The U.S. Federal Trade Commission resolved its review of EQT’s agreement to acquire Tug Hill’s upstream assets and XcL Midstream’s gathering and processing assets in the Appalachia region, EQT announced in an Aug. 16 news release.
“We are pleased the FTC has completed its review and we are now able to bring the acquisition of Tug Hill and XcL Midstream to a close,” EQT President and CEO Toby Rice said. “This acquisition will lower EQT's cost structure, reduce EQT's development risk, and increase cash flow and net asset value per share, while maintaining our investment grade balance sheet.”
EQT said it anticipates closing the deal within the next seven business days.
Tug Hill and XcL Midstream are backed by equity commitments from Quantum Energy Partners-managed funds.
The FTC said it resolved certain antitrust concerns surrounding the $5.2 billion cash-and-stock deal between EQT and Quantum Energy Partners by approving a consent order “that prevents entanglements between the two companies and the exchange of confidential, competitively sensitive information,” according to an Aug. 16 release from the commission.
The FTC’s consent order prohibits Quantum from occupying a seat on the EQT board of directors and requires the private equity firm to divest its EQT shares.

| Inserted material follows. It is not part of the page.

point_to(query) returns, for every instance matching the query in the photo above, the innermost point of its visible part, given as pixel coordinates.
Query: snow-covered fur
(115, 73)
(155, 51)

The order prevents Quantum from serving on boards of any of the top seven Appalachian natural gas producers without FTC approval.
The commission said it was its first case in 40 years that enforced Section 8 of the Clayton Act, which is aimed at prohibiting interlocking directorates—when an officer or director of one firm simultaneously serves as an officer or director of a competing firm.
“As originally structured, this deal would have resulted in an illegal interlocking directorate, facilitated the exchange of confidential and competitively sensitive information, and otherwise stifled competition in the Appalachian Basin,” said Nathan Soderstrom, acting deputy director of the FTC’s Bureau of Competition, in the release. “The Commission’s order provides innovative and comprehensive relief to protect competition, as well as the millions of Americans who rely on Appalachian Basin natural gas to heat and power their homes.”
Tug Hill is the 11-largest natural gas producer in the Appalachia Basin, according to the FTC. XcL Midstream transports and processes Tug Hill’s natural gas production.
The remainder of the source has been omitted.